The Horror
You know the feeling well: you've decided to attend a networking Meetup, you get to the location and only see one other car in the parking lot. You go into the building and your stomach sinks as you enter the appointed room. There's only one other person there, and it looks like the organizer. You quickly check your phone: it's 20 minutes past the starting time. How embarrassing. You're the only schmuck who turned up. There are unopened drinks on the table next to uneaten food. You look desperately around: this poor organizer looks ready to talk to anyone and you see the next 2 hours of your life vaporizing in a mist of uncomfortable conversation as you try to politely leave.
You're Doing it Wrong
Most people I know would be uncomfortable with the situation I described above. In fact, I would have been uncomfortable with it until very recently, when I realized how much it was holding me back. I don't like being witness to, much less a part of a failing enterprise as much as the next person, but if you are going to start something new, you better get used to that feeling and stop letting it affect you.

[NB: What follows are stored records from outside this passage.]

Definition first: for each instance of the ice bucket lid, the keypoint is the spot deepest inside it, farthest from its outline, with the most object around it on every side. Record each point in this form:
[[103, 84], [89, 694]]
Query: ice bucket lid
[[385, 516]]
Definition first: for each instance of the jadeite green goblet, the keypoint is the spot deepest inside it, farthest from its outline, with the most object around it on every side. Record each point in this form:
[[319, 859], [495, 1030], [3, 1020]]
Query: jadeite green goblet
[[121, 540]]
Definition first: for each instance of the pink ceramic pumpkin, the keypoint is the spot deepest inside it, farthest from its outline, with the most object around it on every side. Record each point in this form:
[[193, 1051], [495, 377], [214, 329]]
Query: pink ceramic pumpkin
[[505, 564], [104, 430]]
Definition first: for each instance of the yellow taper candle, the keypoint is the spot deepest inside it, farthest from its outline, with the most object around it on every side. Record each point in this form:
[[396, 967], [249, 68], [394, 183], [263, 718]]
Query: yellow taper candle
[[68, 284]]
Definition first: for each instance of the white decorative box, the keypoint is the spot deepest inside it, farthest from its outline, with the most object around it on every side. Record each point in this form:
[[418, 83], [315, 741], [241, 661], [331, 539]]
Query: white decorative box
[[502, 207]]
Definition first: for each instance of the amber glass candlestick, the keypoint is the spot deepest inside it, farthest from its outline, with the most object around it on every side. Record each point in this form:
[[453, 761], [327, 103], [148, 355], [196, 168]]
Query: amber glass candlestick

Almost every new venture starts with discomfort. It's easy to forget that when you are starting a company because coding a site allows people to hide from that sort of discomfort for far too long. I would wager that if every web startup required the founders to knock on a 1,000 doors and pitch their product to the resident inside before being allowed to write code, very few businesses would get started, but those that did would be 1,000 times better off.
I'm talking about being willing to physically put yourself in socially uncomfortable situations to push your vision forward. I'm talking about hard sales, cold calls, meet and greets, and asking people for favors. I'm talking about being willing to politely ignore the unwritten rules of social decorum and get down to business. I think the more you are able to do that in your life, the more successful you will be at achieving your goals.
How to Do it Right
It's all well and good to talk about being brassy and hustling for your vision, but how do you go from being a shy, socially-hypersensitive person (like I used to be) to a self-determined success? Here are two tricks that I use:
1) Prediction Boxing
When you are faced with something uncomfortable, you will find yourself making excuses to avoid it. What you are doing is trying to avoid encountering the worst case scenario. Let's say you are going to cold call a potential customer. You have been putting it off for a week, but why?
There's a quick mental exercise I do which helps me put possible outcomes into perspective. It works like this: think about what you are going to do, and generate a scenario in which everything turns out impossibly well, and I mean push this to the extreme. To use the cold calling example, the extreme positive situation is that your customer not only buys what you are selling, but they 100 copies of it and refers 100 of their corporate friends. Bam, your company is now a success.
Now, think about the absolute worst case, and I mean the most god-awful worst way this could turn out. This time, your customer screams curses at you for the unsolicited sales call, tells all their corporate friends you're an idiot, and adds you number to their block list. Okay, that would suck pretty hard.
Finally, think about a situation in the middle. Maybe you get a curt hangup, or a polite denial. Maybe they tentatively agree to try your software for free with no obligation, maybe they try to get you off the phone by making up an excuse not to talk with you.
I have found time and time again that the middle situation is the most likely, and so long as it doesn't contain any truly horrible results, you should probably do what you are contemplating. Remember: think of the best, then the worst, then the middle situation, and if the middle doesn't seem bad, go for it.
2) Pre-commitment
This is a motivational hack that one of my good friends shared with me, and has proven effective time and time again: tell people what you are going to do, and tell them when you are going to do it. You will get the most out of this if you tell people you respect, and since we are talking about intimidating challenges in a business context, I would recommend your co-founders. Here's how I was able to push myself out of my comfort zone repeatedly to get stuff done:
Whenever my co-founders and I would come up with a marketing or sales suggestion that was uncomfortable, I would volunteer to do it regardless of my comfort level with the task and set a concrete deadline. This part is easy: it makes you appear valuable and important to your cofounders, and that feels good. The hard part comes later and you can build up the courage when that time comes. The most important thing is that you tell them exactly what you are going to do "I will cold-call 5 of our potential customers" and give it a deadline "and I will call them by this coming Monday."
By making a formal, concrete, public commitment, you have raised the stakes of failure, and made it that much harder to back out. Now if you fail, you can't hide: the people you respect most will know. You've put yourself in the position of having to succeed. Make no mistake, you don't end up hustling accidentally. I recently saw a talk by a guy talking about customer development in which he said that he would never have done it if the alternative hadn't been firing his best friends. One cold call may not push you to that extreme, but it's a good indicator of how difficult it is to make a habit of hustling.
If you're interested in learning more about the tips and tricks I use, you should read my cofounder's book: The Motivation Hacker.
Conclusion
Starting something new is scary because failure is scary. You maximize your chances of success by improving your hustle and overcoming that fear. To use the example at the beginning of this post, there is no reason to be scared of an empty room. Worst case scenario: you lose a bit of time, learn what doesn't work, pack up early and try again.